Capital Markets

Subprime Loss Strikes Health Insurer

Universal American reports that "investment income is an important part of our total revenues and profitability."
Stephen TaubMarch 18, 2008

Another non-bank company is feeling the effects of the subprime crisis. Universal American Corp., which provides a broad array of health insurance and managed care products and services, mainly to senior citizens, announced that it would write down $26.7 million worth of sub-prime holdings. The company took the action after its auditors concurred that the market value of the securities became “other than temporarily impaired” as of year-end.

The health insurer added that the after-tax impairment had already been reflected as an unrealized loss in the preliminary balance sheet data that it reported in its February 19 earnings release, continuing indications of a widening of the impact of the credit crunch beyond the financial sector. Last month, for instance Bristol-Myers Squibb took a $275 million impairment charge of $275 million on investments in auction rate securities partially consisting of subprime mortgages. Similarly, IAC/InterActiveCorp, owner of Ticketmaster and the HSN home-shopping channel, wrote down the value of its LendingTree mortgage broker.

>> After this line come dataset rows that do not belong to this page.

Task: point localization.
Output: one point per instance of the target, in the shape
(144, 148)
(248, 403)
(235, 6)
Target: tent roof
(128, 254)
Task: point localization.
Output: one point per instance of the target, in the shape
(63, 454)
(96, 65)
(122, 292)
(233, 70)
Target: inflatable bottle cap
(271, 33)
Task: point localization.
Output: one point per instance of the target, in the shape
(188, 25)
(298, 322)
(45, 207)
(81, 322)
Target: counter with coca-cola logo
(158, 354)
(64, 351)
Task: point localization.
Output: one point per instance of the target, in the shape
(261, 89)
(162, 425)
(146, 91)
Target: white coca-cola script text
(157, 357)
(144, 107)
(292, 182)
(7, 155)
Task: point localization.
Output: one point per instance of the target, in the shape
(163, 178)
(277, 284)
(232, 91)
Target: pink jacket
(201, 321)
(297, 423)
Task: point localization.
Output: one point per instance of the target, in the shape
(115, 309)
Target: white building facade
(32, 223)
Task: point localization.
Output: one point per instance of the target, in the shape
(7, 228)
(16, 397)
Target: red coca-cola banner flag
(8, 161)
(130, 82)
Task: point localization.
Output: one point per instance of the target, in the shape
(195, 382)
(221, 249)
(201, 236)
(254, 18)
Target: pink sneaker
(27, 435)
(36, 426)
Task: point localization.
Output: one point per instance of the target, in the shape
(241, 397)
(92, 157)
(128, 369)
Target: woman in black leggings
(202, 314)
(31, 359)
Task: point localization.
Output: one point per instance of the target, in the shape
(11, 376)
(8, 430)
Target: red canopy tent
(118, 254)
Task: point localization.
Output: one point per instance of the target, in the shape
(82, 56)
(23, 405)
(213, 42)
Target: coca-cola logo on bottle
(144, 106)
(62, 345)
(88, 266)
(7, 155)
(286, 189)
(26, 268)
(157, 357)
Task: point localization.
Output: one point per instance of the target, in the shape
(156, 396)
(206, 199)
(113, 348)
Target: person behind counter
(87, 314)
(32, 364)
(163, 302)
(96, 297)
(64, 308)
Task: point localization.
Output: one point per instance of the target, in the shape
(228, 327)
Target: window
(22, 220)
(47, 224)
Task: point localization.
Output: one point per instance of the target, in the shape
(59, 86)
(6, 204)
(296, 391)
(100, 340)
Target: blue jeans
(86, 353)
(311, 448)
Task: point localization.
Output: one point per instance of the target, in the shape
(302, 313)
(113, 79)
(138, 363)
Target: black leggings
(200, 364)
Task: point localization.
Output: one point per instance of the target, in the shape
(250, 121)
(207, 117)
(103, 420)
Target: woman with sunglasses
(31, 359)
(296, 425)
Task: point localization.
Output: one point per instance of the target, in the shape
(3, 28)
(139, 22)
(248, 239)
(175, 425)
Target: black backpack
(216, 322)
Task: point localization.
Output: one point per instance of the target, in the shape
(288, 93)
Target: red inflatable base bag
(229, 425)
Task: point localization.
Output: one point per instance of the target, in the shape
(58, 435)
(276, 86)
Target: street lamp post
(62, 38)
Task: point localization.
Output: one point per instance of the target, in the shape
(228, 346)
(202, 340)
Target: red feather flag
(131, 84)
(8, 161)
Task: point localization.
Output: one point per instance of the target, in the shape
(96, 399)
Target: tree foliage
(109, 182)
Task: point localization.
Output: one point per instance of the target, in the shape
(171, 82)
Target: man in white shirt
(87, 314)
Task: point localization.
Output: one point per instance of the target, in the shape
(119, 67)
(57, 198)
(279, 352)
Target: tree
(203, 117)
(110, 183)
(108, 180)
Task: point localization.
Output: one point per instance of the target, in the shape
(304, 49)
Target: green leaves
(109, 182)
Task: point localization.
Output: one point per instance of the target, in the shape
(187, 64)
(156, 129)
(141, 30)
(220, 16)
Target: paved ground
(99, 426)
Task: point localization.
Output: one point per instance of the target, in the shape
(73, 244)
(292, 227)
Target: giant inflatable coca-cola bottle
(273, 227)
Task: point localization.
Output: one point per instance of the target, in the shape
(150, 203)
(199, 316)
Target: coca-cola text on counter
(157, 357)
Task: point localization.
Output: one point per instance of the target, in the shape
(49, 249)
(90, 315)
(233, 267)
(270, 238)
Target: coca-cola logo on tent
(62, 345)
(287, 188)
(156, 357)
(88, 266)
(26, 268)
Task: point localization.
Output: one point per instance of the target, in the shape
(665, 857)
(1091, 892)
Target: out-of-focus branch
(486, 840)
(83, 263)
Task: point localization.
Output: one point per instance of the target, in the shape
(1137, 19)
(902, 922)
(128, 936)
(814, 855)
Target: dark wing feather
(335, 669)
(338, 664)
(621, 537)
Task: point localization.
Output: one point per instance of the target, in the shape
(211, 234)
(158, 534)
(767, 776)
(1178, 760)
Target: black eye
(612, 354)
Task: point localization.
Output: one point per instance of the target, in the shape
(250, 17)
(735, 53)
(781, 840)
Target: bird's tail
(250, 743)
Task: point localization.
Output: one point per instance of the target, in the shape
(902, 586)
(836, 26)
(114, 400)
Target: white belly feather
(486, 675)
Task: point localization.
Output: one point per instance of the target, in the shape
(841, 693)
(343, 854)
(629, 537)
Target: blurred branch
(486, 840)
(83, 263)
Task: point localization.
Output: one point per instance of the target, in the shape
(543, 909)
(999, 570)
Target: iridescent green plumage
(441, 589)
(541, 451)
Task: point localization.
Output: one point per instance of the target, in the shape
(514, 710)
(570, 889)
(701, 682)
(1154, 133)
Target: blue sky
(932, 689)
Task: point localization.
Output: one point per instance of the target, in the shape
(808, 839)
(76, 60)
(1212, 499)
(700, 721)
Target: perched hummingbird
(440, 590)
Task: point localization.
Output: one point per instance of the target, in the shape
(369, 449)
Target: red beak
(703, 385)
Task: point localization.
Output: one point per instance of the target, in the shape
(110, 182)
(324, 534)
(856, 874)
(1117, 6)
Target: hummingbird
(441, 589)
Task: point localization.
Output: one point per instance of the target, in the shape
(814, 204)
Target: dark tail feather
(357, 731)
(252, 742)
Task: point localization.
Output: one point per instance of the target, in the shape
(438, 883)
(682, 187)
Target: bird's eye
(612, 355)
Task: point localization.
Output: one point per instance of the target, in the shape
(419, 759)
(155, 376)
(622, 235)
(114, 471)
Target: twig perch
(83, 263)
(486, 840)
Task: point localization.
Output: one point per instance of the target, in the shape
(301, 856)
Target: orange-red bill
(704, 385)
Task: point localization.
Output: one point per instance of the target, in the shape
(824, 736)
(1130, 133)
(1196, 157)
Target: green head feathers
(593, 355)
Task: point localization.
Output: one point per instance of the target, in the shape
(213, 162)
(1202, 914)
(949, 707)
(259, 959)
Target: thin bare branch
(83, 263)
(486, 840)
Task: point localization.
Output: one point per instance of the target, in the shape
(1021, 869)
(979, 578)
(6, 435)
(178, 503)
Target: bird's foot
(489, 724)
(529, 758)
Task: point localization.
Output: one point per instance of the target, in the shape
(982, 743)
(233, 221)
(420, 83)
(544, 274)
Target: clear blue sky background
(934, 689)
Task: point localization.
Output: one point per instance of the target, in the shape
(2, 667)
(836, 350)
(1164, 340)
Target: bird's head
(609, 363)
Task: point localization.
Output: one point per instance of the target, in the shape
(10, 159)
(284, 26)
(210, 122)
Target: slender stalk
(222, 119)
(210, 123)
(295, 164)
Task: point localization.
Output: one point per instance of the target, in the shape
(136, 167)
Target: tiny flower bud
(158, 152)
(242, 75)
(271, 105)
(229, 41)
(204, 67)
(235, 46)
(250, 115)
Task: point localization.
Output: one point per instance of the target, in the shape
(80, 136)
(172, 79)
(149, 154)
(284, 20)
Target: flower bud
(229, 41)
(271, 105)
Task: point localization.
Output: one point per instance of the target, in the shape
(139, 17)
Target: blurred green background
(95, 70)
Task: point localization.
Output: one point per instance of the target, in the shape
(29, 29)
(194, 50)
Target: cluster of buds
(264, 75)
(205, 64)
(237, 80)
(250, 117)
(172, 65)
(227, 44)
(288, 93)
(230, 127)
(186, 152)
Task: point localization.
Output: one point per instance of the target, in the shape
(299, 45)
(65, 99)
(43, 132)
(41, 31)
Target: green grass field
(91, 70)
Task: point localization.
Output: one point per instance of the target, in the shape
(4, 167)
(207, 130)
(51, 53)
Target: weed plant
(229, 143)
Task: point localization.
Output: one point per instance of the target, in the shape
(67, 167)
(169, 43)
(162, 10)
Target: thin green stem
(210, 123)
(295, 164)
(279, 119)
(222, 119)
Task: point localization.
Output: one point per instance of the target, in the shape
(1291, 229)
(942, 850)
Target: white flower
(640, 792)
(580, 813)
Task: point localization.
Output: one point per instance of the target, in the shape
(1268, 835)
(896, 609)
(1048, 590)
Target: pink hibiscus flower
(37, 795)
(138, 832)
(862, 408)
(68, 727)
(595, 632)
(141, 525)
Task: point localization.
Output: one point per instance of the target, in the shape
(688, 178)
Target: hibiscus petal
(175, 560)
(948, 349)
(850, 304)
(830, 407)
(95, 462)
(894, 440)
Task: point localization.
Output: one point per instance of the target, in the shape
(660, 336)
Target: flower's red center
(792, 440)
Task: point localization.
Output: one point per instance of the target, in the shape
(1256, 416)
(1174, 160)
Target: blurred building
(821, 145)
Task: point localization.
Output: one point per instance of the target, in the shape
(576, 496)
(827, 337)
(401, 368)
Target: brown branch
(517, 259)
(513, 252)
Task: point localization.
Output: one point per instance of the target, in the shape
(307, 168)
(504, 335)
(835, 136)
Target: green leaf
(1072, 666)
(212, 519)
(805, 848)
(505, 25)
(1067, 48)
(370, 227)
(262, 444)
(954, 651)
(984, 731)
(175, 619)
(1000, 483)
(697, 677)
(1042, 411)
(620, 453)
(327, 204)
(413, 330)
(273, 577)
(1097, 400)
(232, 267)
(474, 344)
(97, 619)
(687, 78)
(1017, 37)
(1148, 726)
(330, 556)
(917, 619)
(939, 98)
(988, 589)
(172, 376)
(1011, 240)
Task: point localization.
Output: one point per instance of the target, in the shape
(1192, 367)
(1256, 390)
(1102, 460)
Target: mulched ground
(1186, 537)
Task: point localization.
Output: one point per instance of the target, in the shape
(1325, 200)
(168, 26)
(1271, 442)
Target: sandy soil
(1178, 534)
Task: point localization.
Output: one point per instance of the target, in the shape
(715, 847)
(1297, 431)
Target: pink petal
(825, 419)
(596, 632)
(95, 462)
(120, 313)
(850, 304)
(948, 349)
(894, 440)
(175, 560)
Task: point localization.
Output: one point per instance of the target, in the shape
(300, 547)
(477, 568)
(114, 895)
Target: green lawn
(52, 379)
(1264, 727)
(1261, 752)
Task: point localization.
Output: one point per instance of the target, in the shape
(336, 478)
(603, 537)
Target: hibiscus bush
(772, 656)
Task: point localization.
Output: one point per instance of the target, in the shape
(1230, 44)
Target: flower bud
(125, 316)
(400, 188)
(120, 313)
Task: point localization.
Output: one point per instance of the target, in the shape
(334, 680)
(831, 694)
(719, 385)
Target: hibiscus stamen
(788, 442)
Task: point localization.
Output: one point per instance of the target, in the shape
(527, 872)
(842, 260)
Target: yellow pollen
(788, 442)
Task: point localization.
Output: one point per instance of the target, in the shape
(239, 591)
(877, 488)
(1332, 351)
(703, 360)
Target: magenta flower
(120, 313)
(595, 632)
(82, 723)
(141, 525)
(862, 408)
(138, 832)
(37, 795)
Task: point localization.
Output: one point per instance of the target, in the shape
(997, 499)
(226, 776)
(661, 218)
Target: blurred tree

Most of Universal American’s sub-prime holdings are in senior or senior-mezzanine tranches which have preferential liquidation characteristics, the company reported. Those securities have an average S&P rating of AA . Although none of these securities have experienced credit downgrades, 12 securities, including 11 of the 14 securities that have been written down through income, have been placed on negative credit watch by rating agencies, it added.

The company also warned that there would be further impairments on these securities in the first quarter, as prices have continued to decline since December 31. “However, the company believes that it will recover principal and interest greater than the market prices currently indicate,” it added.

Universal American did not explain why a health services company was investing in sub-prime mortgages in the first place. But the company does state in its annual report that “investment income is an important part of our total revenues and profitability.”

In each of the past three years, its yield on average cash and investments was in the low-5 percent range. In 2007, it had a more than $40 million net realized investment loss before taxes, including other-than-temporary declines in market value.